The people that do testing and manufacturing at our company use antistatic wrist straps and ESD mats when handling potentially sensitive electronic components. There are also ESD floor mats available.
As Johnfound already pointed out, most devices are pretty resistant. But if you make ESD protected handling part of your production flow, you can be pretty sure that defects that occur during product lifetime are not the result of pre-damaged components due to ESD.
While it is less likely to create hard-faults with Electrostatic Charge in a component that is not connected to any bulk surface to dissipate or equalise the initial impulse, it is still possible.
Say you are negatively charged compared to the chip, that means you have "excess electrons", so when you tough a pin of the device, that pin will be connected to your excess and will "want" to become the same charge. This induces a current. It may be shorter in duration and could be smaller than when the chip is "grounded", but it can be enough to kill it, depending on the chip's innards.
Even the over-charge on one pin compared to another can destabilise some constructs in Chips, especially MOS devices, sometimes even permanently.
Note about "Anti-Static" bags, There's a couple types:
- Pink Anti-Static: Not safe at all for ESD sensitive chips
- Black Dissipative: Very safe for ESD sensitive devices, but less so than the metal-foil ones.
- Metal Foil Conductive: Extremely safe.
The Pink bags are only anti-static: It does not create charge when rubbed by another surface.

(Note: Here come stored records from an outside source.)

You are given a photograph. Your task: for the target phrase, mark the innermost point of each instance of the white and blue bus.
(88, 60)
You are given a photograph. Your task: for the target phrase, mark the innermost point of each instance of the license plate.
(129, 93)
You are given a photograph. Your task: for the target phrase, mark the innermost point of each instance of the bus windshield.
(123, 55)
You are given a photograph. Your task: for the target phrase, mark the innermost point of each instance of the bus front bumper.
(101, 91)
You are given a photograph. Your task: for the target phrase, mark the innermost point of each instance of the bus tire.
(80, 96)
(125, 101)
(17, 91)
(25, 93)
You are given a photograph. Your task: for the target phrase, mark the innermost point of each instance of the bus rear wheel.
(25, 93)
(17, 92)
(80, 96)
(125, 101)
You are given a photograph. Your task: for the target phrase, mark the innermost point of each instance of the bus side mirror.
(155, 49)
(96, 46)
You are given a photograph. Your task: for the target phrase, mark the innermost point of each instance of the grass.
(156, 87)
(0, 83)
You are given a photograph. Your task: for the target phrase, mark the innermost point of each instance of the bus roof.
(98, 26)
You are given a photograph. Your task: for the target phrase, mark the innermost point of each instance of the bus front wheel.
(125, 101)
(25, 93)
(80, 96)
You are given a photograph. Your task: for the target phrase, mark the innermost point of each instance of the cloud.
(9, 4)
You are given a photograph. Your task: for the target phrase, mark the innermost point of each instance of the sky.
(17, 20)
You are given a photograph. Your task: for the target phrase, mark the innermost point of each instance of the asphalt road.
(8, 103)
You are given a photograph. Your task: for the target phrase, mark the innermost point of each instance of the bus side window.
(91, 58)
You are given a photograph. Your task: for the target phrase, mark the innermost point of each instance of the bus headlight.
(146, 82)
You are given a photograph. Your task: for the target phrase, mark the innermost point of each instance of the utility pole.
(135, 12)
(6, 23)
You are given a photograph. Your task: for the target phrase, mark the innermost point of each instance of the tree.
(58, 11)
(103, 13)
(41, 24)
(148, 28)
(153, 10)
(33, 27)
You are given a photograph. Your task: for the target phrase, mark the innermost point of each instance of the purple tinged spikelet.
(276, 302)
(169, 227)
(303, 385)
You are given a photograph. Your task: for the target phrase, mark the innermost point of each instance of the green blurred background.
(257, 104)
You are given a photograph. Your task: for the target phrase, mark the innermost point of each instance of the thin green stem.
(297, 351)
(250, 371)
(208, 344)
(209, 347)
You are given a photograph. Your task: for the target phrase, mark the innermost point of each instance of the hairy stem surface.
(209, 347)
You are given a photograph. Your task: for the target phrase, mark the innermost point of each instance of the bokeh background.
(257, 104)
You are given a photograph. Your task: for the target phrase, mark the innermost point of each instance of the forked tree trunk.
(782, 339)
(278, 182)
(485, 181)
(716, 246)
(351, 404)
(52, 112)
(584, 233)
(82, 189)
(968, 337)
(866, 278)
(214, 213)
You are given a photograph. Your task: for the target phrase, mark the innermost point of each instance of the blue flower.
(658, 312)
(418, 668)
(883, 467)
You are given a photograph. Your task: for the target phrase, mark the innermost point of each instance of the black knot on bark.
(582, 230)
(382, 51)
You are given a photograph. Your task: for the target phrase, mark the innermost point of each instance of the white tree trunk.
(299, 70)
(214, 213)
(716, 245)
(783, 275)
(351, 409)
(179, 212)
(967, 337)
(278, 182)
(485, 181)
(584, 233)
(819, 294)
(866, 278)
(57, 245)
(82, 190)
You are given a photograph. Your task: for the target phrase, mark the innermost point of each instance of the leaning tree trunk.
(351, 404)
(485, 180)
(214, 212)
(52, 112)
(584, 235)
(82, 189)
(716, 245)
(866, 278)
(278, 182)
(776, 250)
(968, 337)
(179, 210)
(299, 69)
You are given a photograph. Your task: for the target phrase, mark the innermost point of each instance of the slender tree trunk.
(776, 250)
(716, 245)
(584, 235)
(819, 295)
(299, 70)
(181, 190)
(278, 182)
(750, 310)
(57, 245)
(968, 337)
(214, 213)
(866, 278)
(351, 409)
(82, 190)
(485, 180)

So they are nice in a shipment with several bags, to prevent static to build up, but a human-body zap can very easily go straight through the plastic to any chip.
The black dissipative actually conducts a bit of electricity, usually a few hundred kOhm to a MOhm per square of resistance, and they will dissipate any charge built up across it and human-body discharges are extremely unlikely to penetrate the bag to the chip, but high level discharges may still affect the chip.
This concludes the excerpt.